Allerdings darf nach der Rechtsprechung des Bundesverfassungsgerichts (Breith 2005, 803) diesbezüglich die
Hauptsache nicht vorweggenommen werden. Es ist ein Abschlag vom Regelsatz vorzunehmen, wobei regelmäßg 30
% sachgerecht erscheinen (vgl. auch § 31 Abs 1 Satz 1 SGB II, wo der Gesetzgeber eine 30-prozentige Absenkung
für hinnehmbar hält). Bei einem Regelsatz von 345,00 EUR sind demgemäß 242,00 EUR (gerundet nach § 41 Abs 2
SGB II) als vorläufige Leistung zu gewähren.
Leistungen im Rahmen des einstweiligen Rechtsschutzes sind dem ASt jedoch erst ab Entscheidung des Senats zu
gewähren, denn nach der ständigen Rechtsprechung des Senats sind für vergangene Zeiträume keine Leistungen im
Eilverfahren zuzusprechen und besondere Umstände, die eine andere Entscheidung erforderlich machen würden, sind
nicht ersichtlich.
b) Die Bewilligung von Unterkunftskosten scheitert bereits am Vorliegen eines Anordnungsgrundes. Nach den
Ermittlungen der Ag lebt der ASt derzeit zusammen mit der Eigentümerin des Wohnwagens in einem Wohnwagen. Er
hat bislang nicht glaubhaft gemacht, dass ihm derzeit Unterkunftskosten entstehen.
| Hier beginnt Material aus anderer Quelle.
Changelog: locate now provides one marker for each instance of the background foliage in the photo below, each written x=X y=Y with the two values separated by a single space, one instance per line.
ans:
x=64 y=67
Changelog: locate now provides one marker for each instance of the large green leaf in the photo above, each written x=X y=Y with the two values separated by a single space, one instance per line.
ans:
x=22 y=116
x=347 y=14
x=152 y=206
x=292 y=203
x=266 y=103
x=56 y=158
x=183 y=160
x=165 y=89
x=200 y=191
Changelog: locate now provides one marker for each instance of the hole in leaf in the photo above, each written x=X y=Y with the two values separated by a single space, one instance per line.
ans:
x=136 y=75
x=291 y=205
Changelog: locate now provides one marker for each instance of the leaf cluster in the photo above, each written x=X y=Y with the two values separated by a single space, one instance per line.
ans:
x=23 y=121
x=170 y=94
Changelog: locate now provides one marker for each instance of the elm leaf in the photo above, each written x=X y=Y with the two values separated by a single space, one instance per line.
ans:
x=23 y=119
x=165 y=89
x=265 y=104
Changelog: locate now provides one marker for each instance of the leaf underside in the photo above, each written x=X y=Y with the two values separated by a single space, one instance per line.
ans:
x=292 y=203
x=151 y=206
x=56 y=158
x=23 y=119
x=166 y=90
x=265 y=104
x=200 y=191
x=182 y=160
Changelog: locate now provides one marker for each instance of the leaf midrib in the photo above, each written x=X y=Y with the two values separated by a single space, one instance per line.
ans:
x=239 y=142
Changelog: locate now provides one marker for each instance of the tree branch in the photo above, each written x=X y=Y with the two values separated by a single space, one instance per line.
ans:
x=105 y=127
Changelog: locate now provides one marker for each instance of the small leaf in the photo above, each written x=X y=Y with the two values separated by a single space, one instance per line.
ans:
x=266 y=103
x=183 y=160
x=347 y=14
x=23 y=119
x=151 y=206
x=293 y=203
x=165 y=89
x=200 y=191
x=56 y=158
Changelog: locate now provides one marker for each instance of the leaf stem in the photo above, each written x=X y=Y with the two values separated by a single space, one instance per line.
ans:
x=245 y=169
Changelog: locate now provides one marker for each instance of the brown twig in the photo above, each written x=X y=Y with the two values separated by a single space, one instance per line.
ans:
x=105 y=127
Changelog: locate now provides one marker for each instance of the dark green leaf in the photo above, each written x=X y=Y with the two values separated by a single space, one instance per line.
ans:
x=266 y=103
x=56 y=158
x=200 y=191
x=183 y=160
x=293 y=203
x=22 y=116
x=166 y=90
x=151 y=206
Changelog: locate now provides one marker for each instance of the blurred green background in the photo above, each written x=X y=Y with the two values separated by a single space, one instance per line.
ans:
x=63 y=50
3. Bezüglich der weiteren, zahlreichen vom ASt verfolgten Ziele hat die Bechwerde keinen Erfolg. Denn hierbei
handelt es sich jeweils um die Bewilligung von einmaligen Leistungen bzw. Beihilfen oder Leistungen ohne
existenzsichernden Charakter, bezüglich derer der ASt zumutbar auf das Hauptsacheverfahren verwiesen werden
kann, nachdem der ASt aufgrund dieses Beschlusses existenzsichernde Leistungen vorläufig erhält.
Die Kostenentscheidung beruht auf entsprechender Anwendung des § 193 SGG. Dabei ist berücksichtigt, dass der
ASt zahlreiche erfolglose Begehren verfolgt und im Schwerpunkt seines Begehrens, nämlich die Gewährung laufender
Leistungen zur Sicherung des Lebensunterhaltes lediglich bezüglich des Regelsatzes, nicht aber der
Unterkunftskosten Erfolg hat.
Dieser Beschluss ist unanfechtbar, § 177 SGG.